The customer is given the right to acquire the Bank’s equity in the asset periodically. Financing income
is accounted for on the basis of reducing balance on a time apportioned basis that reflects the
effective yield of the asset.
Financing income under this contract is recognised on effective profit rate basis over the period
of the contract based on the principal amount outstanding.
(ii) Fee and other income recognition
Financing arrangement, management and participation fees, underwriting commissions, guarantee
fees and brokerage fees are recognised as income based on accrual on time apportionment method.
Fees from advisory and corporate finance activities are recognised at net of service taxes and discounts on
completion of each stage of the assignment.
Dividend income from securities is recognised when the Bank’s right to receive payment is established.
(p) Income and deferred taxes
Income tax for the year comprises current and deferred tax. Current tax is the expected amount of income taxes
payable in respect of the taxable profit for the year and is measured using the tax rates that have been enacted
at the reporting date.
Deferred tax is provided for using the liability method. In principle, deferred tax liabilities are recognised
for all taxable temporary differences and deferred tax assets are recognised for all deductible temporary
differences, unused tax losses and unused tax credits to the extent that it is probable that taxable profits will
be available against which the deductible temporary differences, unused tax losses and unused tax credits can
be utilised.
Deferred tax is not recognised if the temporary difference arises from goodwill or negative goodwill or from
the initial recognition of an asset or liability in a transaction which is not a business combination and at
the time of the transaction, affects neither accounting profit nor taxable profit.

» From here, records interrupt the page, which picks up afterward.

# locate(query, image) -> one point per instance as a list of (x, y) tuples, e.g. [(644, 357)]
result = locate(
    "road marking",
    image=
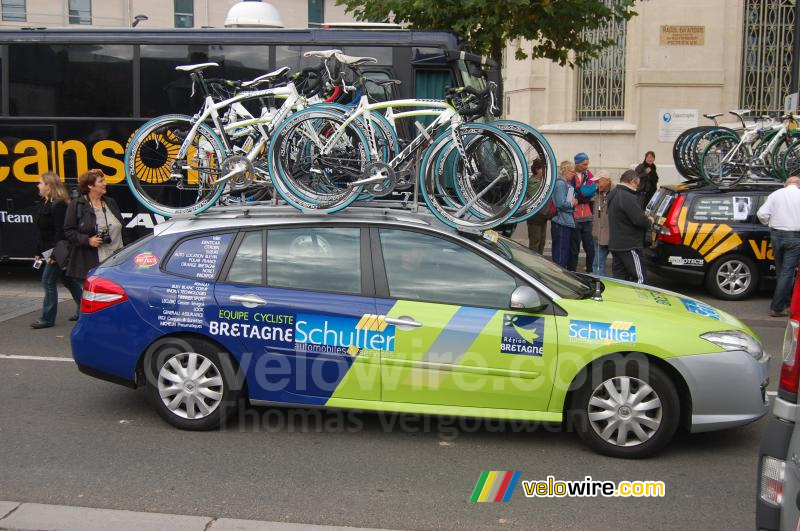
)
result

Deferred tax is measured at the tax rates that are expected to apply in the period when the asset is realised
or the liability is settled, based on tax rates that have been enacted or substantively enacted at the financial
position date. Deferred tax is recognised as income or expense and included in the statements of profit or loss
for the period, except when it arises from a transaction which is recognised directly in equity, in which case
the deferred tax is also recognised directly in equity, or when it arises from a business combination that is an
acquisition, in which case the deferred tax is included in the resulting goodwill or the amount of any excess of
the acquirer’s interest in the net fair value of the acquiree’s identifiable assets, liabilities and contingent liabilities
over the cost of the combination.
Deferred tax assets and deferred tax liabilities are offset if a legally enforceable right exists to set-off current tax
assets against current tax liabilities and the deferred taxes relate to the same taxable entity and the same taxation
authority.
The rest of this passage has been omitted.